Asian Flank Steak Salad
- 2 tbsp peeled & grated fresh ginger
- ½ cup soy sauce
- 2 tbsp Asian fish sauce
- 2 tbsp toasted sesame oil
- 3 garlic cloves, minced
- 2 green onions (white & green portions), thinly sliced
- 1 shallot, minced
- 1 Thai chili, seeded & thinly sliced
- 1 lime, zest & juice
- 1 flank steak, 1½ to 1¾ lb, trimmed
- 1 head Bibb lettuce, torn into small pieces
- 1 heart of romaine lettuce, 1-inch chunks
- 1 carrot, peeled & shredded
- 1 cucumber, peeled, seeded & shredded
- 1 small red onion, thinly sliced
- 2 tbsp each minced fresh basil, mint & cilantro, plus small leaves for garnish
- 1 lb cellophane noodles, soaked in water until soft, drained
- Make marinade by whisking together first nine ingredients in a bowl. Reserve half the marinade in separate, small bowl.
- Use a sharp knife to score steak on both sides in a crosshatch pattern, no more than ½-inch deep. Place in shallow dish, pour first bowl of marinade on top and turn to coat. Cover and refrigerate at least 1 hour or overnight.
- Prepare medium-hot fire in a grill. Remove steak from marinade; let excess drip back into dish and discard. Pat dry with paper towels and season generously with salt and pepper. Place on grill directly over heat and cook, turning once and brushing with some reserved marinade, to desired level of doneness.
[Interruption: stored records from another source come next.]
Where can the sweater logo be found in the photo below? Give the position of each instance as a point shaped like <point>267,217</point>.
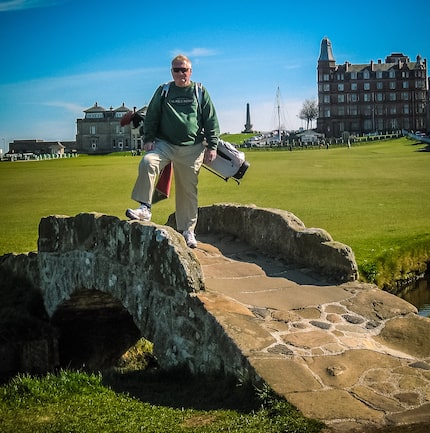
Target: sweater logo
<point>182,100</point>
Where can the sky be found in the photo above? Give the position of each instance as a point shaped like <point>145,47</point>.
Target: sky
<point>60,57</point>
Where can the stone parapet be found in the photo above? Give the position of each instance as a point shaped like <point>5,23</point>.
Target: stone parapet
<point>281,234</point>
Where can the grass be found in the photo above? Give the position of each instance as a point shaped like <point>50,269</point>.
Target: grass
<point>81,403</point>
<point>374,197</point>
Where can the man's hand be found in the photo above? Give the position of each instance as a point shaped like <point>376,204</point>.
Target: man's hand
<point>210,155</point>
<point>148,146</point>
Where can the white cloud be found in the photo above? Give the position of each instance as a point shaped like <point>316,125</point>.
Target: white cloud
<point>12,5</point>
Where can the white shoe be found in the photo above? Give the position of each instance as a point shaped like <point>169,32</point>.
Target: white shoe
<point>190,239</point>
<point>142,213</point>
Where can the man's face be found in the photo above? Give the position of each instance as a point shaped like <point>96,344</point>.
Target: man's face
<point>181,73</point>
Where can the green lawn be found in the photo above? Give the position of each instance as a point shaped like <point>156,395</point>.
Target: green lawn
<point>375,197</point>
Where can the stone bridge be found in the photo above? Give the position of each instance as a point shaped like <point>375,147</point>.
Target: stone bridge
<point>262,297</point>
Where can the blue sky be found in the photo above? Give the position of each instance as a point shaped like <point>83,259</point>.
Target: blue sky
<point>59,57</point>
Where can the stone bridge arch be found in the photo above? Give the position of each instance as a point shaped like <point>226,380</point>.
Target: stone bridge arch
<point>100,260</point>
<point>144,273</point>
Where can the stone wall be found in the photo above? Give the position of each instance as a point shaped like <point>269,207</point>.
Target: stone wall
<point>283,235</point>
<point>155,277</point>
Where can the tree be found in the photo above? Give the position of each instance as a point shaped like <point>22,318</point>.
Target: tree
<point>309,111</point>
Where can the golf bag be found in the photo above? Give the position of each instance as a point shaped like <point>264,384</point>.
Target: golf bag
<point>229,163</point>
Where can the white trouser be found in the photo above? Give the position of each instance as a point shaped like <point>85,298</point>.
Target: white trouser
<point>187,161</point>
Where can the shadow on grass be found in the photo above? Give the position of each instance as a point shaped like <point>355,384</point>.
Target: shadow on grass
<point>179,389</point>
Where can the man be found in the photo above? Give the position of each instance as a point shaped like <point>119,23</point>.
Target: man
<point>176,124</point>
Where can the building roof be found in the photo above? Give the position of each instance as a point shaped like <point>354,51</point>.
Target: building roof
<point>123,108</point>
<point>96,108</point>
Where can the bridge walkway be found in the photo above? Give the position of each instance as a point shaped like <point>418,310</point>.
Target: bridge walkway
<point>350,355</point>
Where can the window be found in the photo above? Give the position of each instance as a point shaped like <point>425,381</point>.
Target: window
<point>94,116</point>
<point>353,110</point>
<point>379,110</point>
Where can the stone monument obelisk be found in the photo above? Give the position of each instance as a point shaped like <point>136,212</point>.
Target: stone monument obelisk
<point>248,125</point>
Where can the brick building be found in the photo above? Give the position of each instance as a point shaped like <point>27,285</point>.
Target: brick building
<point>375,97</point>
<point>100,131</point>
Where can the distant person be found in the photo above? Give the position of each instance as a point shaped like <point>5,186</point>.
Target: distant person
<point>176,125</point>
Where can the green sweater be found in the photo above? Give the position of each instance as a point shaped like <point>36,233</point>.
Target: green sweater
<point>178,119</point>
Transfer to carving board, cover loosely with aluminum foil and let rest 5 minutes.
- Assemble salad by dividing equal portions of lettuces, carrot, cucumber, red onion, minced basil, mint and cilantro; add noodles. Pour 1 tbsp reserved marinade over each. Slice steak across the grain into thin strips and place on top. Garnish with basil, mint and cilantro leaves. Serve immediately.